Smith also lamented cuts to EWU’s faculty during the past two years of budget cuts, as well as frequent turnover in the administration.

“This is a university in chaos,” Smith said. “Mary Cullinan has been president for six years, and in that time she has had four provosts. Four provosts in six years is not normal. Three vice presidents of student affairs is not normal. Three vice presidents of advancement is not normal. Laying off and then rehiring a vice president of diversity is not normal.”

The eight trustees have stood firmly behind Cullinan and defended her leadership, but several apologized Thursday for sounding “dismissive” when they responded to the faculty senate’s no-confidence vote in a joint statement.

“It may have come off that way, but I just want to tell you, honestly, it was not intended to be dismissive,” Trustee Jay Manning told Smith. “And we are very sincere when we say we really want to engage with faculty to understand your perspective, and to be partners with you as we figure out this path to the future.”

The meeting then took on a conciliatory tone, with faculty members, administrators and trustees pledging participation in constructive dialogue as they work out details of the budget cuts.

EWU’s faculty union, the United Faculty of Eastern, operates independently of the Faculty Organization and its senators.

The union’s president, history professor Michael Conlin, said Thursday that professors have proposed many changes to their working conditions, including furloughs, that could save the university up to $5 million without requiring tenured faculty buyouts.

Conlin said the union wants to reopen contract negotiations to enact those changes, and he asked the trustees to encourage the administration to participate in that process.

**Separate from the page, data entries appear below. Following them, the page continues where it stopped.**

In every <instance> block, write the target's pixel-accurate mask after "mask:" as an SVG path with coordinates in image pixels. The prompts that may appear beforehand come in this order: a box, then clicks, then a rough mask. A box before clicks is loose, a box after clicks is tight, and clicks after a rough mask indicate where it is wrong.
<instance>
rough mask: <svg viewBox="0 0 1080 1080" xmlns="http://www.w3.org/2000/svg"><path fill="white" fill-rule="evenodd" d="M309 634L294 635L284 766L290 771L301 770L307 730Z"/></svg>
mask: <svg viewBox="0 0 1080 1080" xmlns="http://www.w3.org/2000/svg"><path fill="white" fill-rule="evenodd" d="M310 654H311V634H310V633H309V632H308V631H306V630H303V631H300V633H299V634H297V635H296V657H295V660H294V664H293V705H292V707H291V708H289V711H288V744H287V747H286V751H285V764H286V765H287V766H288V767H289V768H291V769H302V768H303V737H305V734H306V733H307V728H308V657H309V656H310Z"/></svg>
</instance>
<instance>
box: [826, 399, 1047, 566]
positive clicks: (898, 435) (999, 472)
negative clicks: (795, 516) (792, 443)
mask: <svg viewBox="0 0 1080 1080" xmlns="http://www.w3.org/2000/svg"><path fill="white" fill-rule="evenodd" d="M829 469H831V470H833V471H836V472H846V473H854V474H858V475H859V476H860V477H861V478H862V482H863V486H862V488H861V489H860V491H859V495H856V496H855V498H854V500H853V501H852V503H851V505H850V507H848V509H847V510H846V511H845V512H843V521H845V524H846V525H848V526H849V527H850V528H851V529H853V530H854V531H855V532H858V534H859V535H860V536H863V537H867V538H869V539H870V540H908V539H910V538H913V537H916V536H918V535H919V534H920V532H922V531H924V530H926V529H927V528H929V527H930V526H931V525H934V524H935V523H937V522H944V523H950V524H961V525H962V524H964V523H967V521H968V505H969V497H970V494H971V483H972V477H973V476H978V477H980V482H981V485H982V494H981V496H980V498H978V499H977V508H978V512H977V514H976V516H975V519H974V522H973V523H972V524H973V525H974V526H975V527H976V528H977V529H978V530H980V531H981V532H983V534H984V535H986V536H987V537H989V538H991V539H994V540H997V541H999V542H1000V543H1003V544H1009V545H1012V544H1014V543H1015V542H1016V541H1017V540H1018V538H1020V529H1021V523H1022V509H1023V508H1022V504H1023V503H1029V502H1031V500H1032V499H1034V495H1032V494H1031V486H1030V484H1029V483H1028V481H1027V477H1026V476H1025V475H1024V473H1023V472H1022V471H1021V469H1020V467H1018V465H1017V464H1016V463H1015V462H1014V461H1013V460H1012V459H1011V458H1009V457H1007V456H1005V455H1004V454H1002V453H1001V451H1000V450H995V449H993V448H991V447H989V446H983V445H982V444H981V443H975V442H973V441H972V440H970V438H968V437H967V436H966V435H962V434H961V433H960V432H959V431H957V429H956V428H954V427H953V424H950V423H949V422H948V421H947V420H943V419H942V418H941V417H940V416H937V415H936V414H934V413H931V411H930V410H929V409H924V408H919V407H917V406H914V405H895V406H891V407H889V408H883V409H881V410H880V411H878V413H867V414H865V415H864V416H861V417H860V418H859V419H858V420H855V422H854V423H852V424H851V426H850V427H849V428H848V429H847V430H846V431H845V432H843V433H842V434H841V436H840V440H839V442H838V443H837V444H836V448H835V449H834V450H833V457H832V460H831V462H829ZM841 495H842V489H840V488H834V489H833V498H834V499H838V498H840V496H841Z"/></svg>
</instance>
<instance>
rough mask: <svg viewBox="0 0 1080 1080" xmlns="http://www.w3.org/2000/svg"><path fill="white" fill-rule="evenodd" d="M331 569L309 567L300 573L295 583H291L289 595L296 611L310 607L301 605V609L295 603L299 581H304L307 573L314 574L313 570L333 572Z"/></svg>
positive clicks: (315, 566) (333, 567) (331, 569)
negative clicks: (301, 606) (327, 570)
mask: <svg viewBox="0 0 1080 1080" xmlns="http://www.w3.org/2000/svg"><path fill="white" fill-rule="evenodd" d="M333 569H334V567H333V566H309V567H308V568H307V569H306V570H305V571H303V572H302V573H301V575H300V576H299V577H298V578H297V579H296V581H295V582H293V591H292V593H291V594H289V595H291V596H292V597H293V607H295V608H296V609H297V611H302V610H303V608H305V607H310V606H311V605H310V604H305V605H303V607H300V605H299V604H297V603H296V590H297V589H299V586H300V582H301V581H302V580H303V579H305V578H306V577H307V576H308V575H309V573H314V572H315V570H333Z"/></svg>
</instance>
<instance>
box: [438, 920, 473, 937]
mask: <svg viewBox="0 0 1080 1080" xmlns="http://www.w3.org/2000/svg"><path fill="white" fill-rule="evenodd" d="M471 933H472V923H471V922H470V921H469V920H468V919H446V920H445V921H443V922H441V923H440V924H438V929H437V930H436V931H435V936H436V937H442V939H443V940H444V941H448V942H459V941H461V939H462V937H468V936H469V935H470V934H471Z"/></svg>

Provost David May, the university’s chief academic officer, said there may have been some miscommunication between the union and the administration. But he said proposals such as furloughs may be untenable, as students’ classroom experience could suffer if their professors leave partway through a quarter or program.

In an interview with The Spokesman-Review on Wednesday, Cullinan said she would seek to rectify faculty concerns about the level of communication they receive from her administration. But she rejected the idea that her administration has not been transparent in enacting budget cuts or reorganizing colleges.

“We’ve been keeping people apprised as much as possible going forward here. We’ve had presentations to the faculty senate, to the board of trustees. We have a lot of information on the website. We send out memos all the time,” Cullinan said, noting that the faculty senate recently gave its stamp of approval for the reorganization plan.

“They’ve been participating in this process all along,” Cullinan said.

On Thursday, she stressed that EWU must take a holistic approach toward its inevitable downsizing.

“Educating students, preparing them to be successful, is our mission at the university. But I want to stress that educating students takes much more than a faculty member walking into a classroom,” Cullinan said.

“Eastern is a small city,” she said. “There are hundreds of people behind that faculty member and that room full of students – people who run payroll, who manage the web and IT, raise scholarship dollars, handle HR, manage budgets, feed and house students, get students enrolled, get them their grades and transcripts, advise and counsel them, keep the campus safe, repair and clean buildings, run the boilers.

“If everyone does their job well, the faculty member and those students don’t even really know the support people are there. They just experience a campus that works. As budgets have tightened, we’ve been cutting back on those support services, but we still have to continue them. We still need them.”